“A história já não é um fardo” para o Liverpool

O distanciamento social foi colocado na gaveta de onde saíram cachecóis bafientos, há três décadas à espera de serem usados nos festejos

Foto
"Os campeões de Jürgen [Klopp]" LUSA/PETER POWELL

“A história já não é um fardo, é a base do que estamos a fazer”. Quem o diz é Jürgen Klopp, treinador que inventou, desenvolveu e colocou em ponto de rebuçado um Liverpool que não era campeão inglês há 30 anos e que selou nesta quinta-feira a conquista da Premier League.

Mas, para o alemão, isto não é sobre si. É sobre quem ganhou no passado e sobre quem falhou nas últimas décadas. Aqueles que, nas palavras do alemão à BBC, construíram a grande história que “torna fácil motivar a equipa”.

Na reacção à conquista, Klopp — que, sempre humilde, diz não querer nenhuma estátua — não se esqueceu de nenhum deles.  “Obrigado ao Kenny [Dalglish] e ao Graeme [Souness], porque este clube está construído no que eles fizeram, tal como Shankly, Paisley, Fagan e muitos outros”, disparou, sobre os ícones do passado, antes de falar para aquele que é, provavelmente, o perdedor mais amado da história do clube: Steven Gerrard. “Este clube esteve construído, nos últimos 20 anos, nas pernas do Stevie. Estou muito contente por podermos dar-lhe este título”, disparou. E falou, em discurso directo, para o actual treinador do Rangers, da Escócia: “Isto é para ti. Isto é mesmo para ti. Espero que o sintas”.

Klopp, o rei da pista

Na festa privada que se realizou em local desconhecido, apesar de haver os sempre alegres Mané e Firmino, os conceituados Van Dijk e Salah, os jovens Arnold e Gómez e os líderes Henderson e Milner, o foco esteve, sobretudo, em Klopp. O alemão, até pela já habitual excentricidade, não escapou aos olhares do mundo. E vacilou, numa primeira fase.

“Não percebo o que se passou com o meu corpo e as minhas emoções. Percebi que isto é obviamente grandioso. Normalmente, estes são bons momentos para discursar, mas não fui capaz. Chorei muito naquela noite”, recordou Klopp, já mais calmo, após a madrugada de festejos, de quinta para sexta-feira.

Mas o treinador não ficou pelo choro e recompôs-se. De copo na mão, de boné para trás e sem vergonha, Klopp transformou as lágrimas e a falta de discernimento para discursar em energia para dançar. “Não danço pelos rapazes.
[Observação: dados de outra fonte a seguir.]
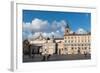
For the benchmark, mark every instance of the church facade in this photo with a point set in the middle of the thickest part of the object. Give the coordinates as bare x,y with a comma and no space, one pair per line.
70,43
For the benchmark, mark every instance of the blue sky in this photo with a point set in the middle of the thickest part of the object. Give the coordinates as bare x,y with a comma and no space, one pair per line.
75,20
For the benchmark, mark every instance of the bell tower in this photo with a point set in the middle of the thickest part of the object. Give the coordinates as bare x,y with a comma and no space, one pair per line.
67,30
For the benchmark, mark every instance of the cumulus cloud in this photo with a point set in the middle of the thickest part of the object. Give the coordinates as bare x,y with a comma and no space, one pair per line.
81,31
46,28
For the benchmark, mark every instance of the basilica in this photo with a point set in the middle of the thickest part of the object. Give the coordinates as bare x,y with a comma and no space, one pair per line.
70,43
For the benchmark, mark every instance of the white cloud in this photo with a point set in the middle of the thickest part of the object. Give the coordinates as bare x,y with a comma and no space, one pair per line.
47,29
81,31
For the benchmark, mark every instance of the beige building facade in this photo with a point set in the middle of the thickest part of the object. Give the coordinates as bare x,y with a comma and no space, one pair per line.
71,43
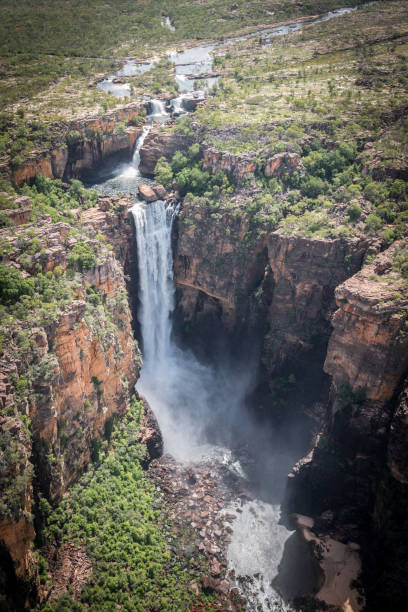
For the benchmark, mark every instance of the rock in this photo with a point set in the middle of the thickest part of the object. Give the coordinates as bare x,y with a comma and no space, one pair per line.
160,191
194,588
190,104
151,434
161,143
282,163
366,349
238,166
223,587
215,567
147,193
88,152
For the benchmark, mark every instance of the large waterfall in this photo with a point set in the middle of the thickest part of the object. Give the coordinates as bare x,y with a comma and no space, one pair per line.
153,230
195,404
201,408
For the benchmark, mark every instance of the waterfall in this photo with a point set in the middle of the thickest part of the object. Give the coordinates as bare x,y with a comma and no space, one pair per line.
153,224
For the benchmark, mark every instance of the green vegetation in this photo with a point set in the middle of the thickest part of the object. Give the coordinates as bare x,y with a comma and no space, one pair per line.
13,285
190,176
54,46
110,512
322,96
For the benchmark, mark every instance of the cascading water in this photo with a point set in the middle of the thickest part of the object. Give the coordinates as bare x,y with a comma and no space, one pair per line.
127,177
194,402
201,409
153,226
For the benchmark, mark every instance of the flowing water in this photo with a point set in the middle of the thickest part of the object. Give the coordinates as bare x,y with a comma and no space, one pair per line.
195,61
202,414
202,409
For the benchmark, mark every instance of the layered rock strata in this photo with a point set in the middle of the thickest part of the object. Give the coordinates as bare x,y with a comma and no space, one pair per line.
161,142
81,145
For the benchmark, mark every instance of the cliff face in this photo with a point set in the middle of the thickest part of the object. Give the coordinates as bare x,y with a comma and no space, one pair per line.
161,142
216,271
238,166
95,371
305,273
81,145
230,269
69,373
366,348
354,483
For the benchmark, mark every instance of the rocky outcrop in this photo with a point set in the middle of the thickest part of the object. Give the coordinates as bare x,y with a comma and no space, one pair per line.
355,480
224,267
282,163
95,367
239,166
215,271
77,366
88,154
147,193
81,145
161,142
368,348
305,273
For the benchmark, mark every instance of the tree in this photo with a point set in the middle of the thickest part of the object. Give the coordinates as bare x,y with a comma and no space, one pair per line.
13,285
163,172
354,211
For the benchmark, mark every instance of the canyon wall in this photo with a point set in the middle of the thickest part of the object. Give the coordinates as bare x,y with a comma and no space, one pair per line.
81,145
161,142
69,373
230,269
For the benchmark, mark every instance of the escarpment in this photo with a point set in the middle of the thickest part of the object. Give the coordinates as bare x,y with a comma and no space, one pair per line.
79,146
69,365
351,481
161,142
229,266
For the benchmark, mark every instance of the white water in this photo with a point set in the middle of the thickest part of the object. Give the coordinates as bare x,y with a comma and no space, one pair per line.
126,177
188,397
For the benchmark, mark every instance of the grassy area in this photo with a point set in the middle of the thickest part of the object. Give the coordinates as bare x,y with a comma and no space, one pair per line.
41,44
110,512
335,96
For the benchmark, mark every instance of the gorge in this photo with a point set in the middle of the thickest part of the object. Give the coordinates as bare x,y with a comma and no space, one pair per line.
204,351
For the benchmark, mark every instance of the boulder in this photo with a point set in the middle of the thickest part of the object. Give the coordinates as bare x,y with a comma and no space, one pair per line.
160,191
281,163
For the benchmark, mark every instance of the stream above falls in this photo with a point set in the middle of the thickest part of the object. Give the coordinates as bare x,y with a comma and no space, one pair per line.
203,409
198,60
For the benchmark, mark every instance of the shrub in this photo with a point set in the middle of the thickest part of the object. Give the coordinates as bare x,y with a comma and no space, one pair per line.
373,222
354,212
73,137
312,186
13,285
82,257
5,220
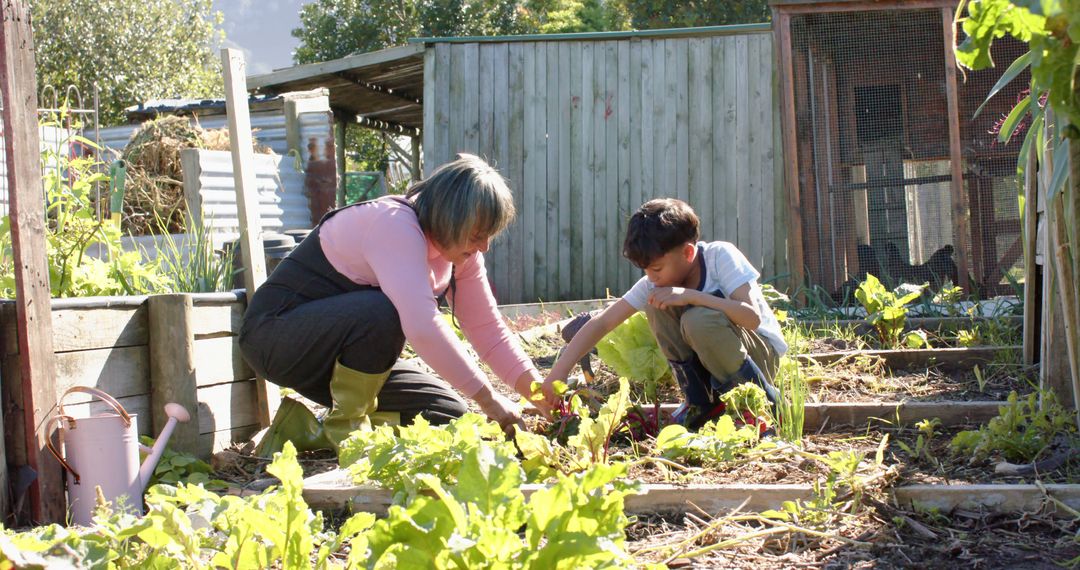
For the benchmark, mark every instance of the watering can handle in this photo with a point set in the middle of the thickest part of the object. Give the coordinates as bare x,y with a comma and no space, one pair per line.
61,416
102,395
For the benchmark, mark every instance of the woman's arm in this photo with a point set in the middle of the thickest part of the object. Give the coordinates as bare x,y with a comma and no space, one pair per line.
739,307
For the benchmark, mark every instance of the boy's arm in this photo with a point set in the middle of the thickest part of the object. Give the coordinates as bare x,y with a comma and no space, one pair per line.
739,307
586,338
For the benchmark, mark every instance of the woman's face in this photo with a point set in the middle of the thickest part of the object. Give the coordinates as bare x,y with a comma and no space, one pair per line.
459,254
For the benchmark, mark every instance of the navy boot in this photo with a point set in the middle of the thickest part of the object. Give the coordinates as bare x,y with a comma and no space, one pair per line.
702,401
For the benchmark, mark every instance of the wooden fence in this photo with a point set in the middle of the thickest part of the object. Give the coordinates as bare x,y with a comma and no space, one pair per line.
586,131
129,348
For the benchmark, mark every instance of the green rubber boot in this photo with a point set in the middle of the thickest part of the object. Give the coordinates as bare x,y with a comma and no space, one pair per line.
355,399
293,422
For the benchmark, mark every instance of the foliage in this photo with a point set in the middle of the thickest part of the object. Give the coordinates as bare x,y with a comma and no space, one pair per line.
632,351
73,230
886,310
791,409
133,50
194,266
653,14
188,527
1021,432
175,467
583,440
568,16
393,455
716,442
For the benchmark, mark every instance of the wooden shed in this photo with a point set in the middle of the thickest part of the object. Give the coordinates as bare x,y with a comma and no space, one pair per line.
889,168
585,126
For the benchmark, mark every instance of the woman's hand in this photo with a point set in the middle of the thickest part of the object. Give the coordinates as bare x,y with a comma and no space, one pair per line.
500,409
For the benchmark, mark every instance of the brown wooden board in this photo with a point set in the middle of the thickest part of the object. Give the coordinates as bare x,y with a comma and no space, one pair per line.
335,489
946,358
18,87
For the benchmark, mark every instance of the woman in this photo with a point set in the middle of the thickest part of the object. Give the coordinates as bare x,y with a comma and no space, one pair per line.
333,319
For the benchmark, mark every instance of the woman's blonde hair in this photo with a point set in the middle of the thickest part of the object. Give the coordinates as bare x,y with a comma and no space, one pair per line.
462,197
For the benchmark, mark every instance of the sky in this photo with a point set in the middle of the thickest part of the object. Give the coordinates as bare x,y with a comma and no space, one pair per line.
261,29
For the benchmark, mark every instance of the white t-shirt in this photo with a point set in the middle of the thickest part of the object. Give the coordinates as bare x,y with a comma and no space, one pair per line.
725,269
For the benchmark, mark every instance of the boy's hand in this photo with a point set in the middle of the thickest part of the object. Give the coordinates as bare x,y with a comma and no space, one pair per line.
666,297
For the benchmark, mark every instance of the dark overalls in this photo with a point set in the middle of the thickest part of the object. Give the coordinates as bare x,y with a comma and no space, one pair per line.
308,315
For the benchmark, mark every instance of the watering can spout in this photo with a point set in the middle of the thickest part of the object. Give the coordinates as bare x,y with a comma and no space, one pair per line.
176,414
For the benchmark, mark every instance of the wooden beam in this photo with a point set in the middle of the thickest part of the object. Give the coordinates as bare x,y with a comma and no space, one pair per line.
995,498
958,195
173,367
247,203
18,87
388,126
946,358
813,7
782,42
409,102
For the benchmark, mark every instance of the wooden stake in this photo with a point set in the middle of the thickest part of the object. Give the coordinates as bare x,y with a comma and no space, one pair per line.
958,195
18,87
247,202
173,367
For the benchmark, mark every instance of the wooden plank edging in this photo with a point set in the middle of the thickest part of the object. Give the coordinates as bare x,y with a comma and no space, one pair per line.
946,358
335,489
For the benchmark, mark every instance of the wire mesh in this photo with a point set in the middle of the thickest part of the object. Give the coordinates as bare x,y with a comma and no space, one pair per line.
873,155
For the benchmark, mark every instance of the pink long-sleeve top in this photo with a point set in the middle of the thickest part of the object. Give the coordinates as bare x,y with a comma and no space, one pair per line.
381,244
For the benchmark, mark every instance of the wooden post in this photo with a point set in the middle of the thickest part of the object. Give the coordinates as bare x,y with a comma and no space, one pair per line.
247,202
1030,269
782,41
958,195
339,126
173,367
18,86
415,174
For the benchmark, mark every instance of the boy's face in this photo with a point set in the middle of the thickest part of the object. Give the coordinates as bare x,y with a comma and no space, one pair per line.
671,269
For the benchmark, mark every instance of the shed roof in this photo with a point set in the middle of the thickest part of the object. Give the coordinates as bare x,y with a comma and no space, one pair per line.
385,89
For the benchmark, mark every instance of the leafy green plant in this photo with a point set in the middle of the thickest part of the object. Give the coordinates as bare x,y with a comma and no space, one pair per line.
632,351
716,442
1021,432
886,310
393,455
175,467
589,444
193,266
791,409
73,229
927,429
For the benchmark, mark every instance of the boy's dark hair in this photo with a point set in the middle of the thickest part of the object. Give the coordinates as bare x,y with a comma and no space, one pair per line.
658,227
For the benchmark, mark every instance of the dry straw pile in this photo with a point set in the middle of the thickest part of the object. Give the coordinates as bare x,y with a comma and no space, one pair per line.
154,185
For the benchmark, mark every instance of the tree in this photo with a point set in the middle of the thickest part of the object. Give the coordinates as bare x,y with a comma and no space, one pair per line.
655,14
331,29
1052,32
133,50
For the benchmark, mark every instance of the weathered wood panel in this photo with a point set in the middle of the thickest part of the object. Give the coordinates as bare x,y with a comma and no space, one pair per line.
589,130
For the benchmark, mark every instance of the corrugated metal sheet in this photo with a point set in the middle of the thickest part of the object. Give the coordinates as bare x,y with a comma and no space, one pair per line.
282,202
588,131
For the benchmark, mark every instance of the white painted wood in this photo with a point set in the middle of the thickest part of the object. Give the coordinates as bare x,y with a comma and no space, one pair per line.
251,241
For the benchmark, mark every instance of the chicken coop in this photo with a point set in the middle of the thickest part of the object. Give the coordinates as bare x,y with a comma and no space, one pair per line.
888,168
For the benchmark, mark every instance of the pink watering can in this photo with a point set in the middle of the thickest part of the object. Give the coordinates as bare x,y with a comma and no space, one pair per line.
103,451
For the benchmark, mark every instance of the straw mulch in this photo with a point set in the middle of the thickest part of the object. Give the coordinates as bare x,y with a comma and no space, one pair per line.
154,184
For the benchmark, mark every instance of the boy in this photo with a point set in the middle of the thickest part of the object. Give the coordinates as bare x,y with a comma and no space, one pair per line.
703,304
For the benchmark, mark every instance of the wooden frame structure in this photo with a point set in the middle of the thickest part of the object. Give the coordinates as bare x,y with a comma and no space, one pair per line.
973,230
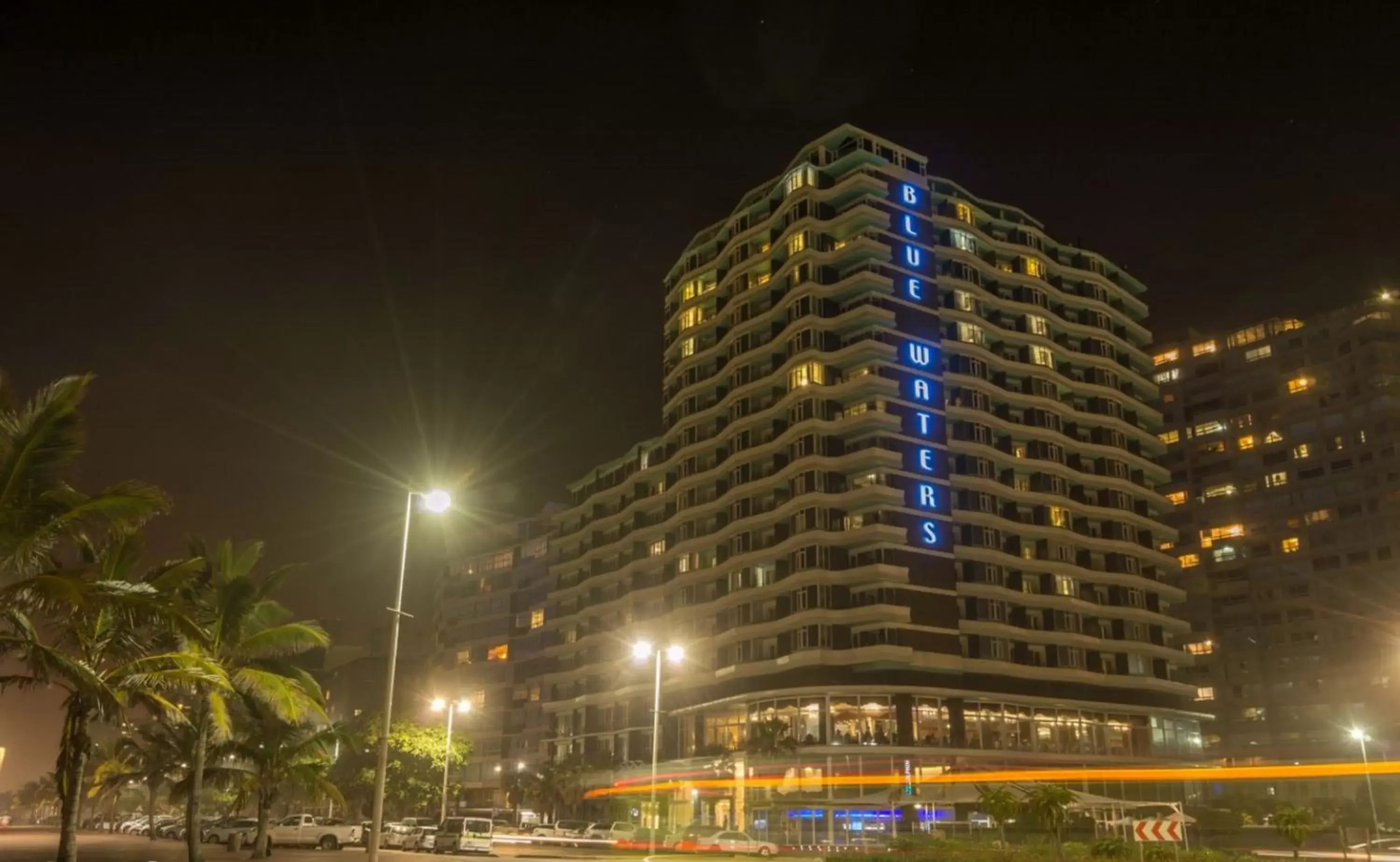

Se quero dançar, danço. E não foi a primeira vez que o fiz num evento destes. Eles sabem que gosto de dançar”, explicou Klopp.

Festa sem distanciamento

A euforia de Klopp na pista não foi menor do que a euforia geral espalhada pela cidade de Liverpool. Na noite de anteontem, Liverpool não foi Liverpool: foi Liverpool Futebol Clube. As ruas e os edifícios estiveram preenchidos de vermelho. Houve cachecóis, camisolas, fogo-de-artifício, tochas e até carros caracterizados a preceito. E pessoas. Muitas pessoas. Demasiadas pessoas.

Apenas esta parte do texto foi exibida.